# Shamal 12 HPW Titanium spares (Where to find)



## aka richie t (May 14, 2008)

Hi there, 

Does anybody know where I can find spare aero spokes with nipples (front and rear) and dust caps for 12 Spoke Shamals Rims??

Thanks Guys...


----------



## tjcoogan (Mar 4, 2008)

I ordered a mini spoke kit from my local Campy distributor under the part number (R0140741 Kit Mont Post Shamal TIT CP) which had 2 front, 2 rear drive side and 2 rear non drive side all with nipples it came with a ball point pen and several campy decals. It wasn't exactly cheap but I guess thats the price you have to pay.


----------



## igor-jz (Nov 11, 2006)

http://www.ochsnerusa-store.com/products.php?cat=1


----------



## aka richie t (May 14, 2008)

tjcoogan said:


> I ordered a mini spoke kit from my local Campy distributor under the part number (R0140741 Kit Mont Post Shamal TIT CP) which had 2 front, 2 rear drive side and 2 rear non drive side all with nipples it came with a ball point pen and several campy decals.
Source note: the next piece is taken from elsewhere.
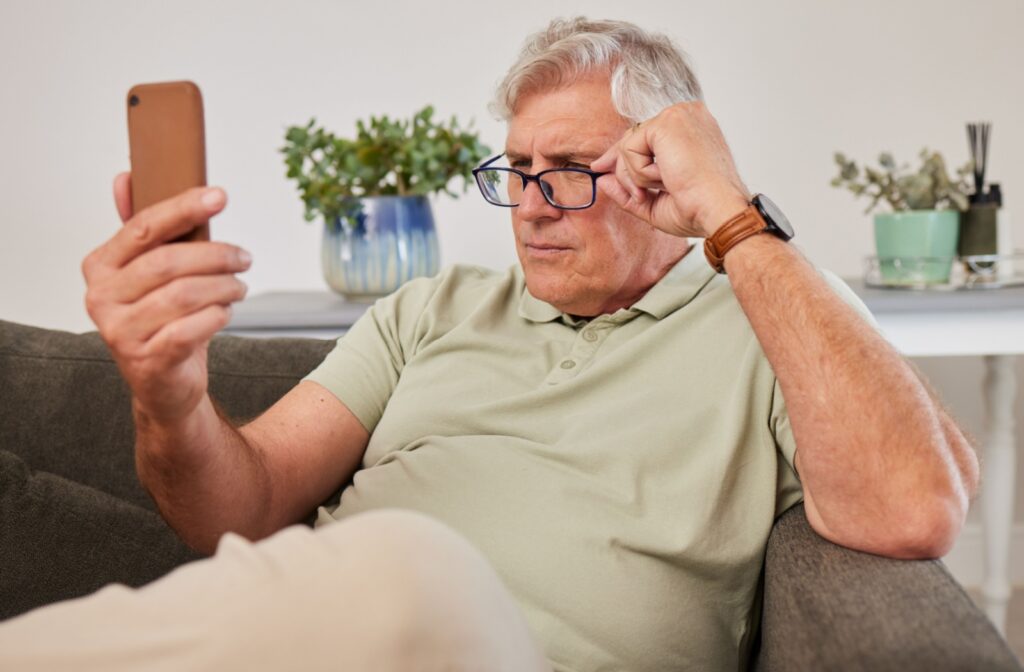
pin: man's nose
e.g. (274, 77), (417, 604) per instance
(518, 180), (562, 219)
It wasn't exactly cheap but I guess thats the price you have to pay.


Do you know from which website or supplier??
 Thanks


----------



## aka richie t (May 14, 2008)

igor-jz said:


> http://www.ochsnerusa-store.com/products.php?cat=1


Thanks for the info, Can't seem to find which kit i'm looking for in this site....

Try to leave a message to the seller, but does'nt take messages unless it about a order I recently purchase/ordered..


----------



## tjcoogan (Mar 4, 2008)

aka richie t said:


> Do you know from which website or supplier??
> Thanks


This Campag agent supplied my mini kit, he has no listing for the kit on his web site but just use the contact info on the home page and quote the kit number in my OP, price was $131AUD including tax no freight.


----------



## aka richie t (May 14, 2008)

tjcoogan said:


> This Campag agent supplied my mini kit, he has no listing for the kit on his web site but just use the contact info on the home page and quote the kit number in my OP, price was $131AUD including tax no freight.


Cheers for your Help!!


----------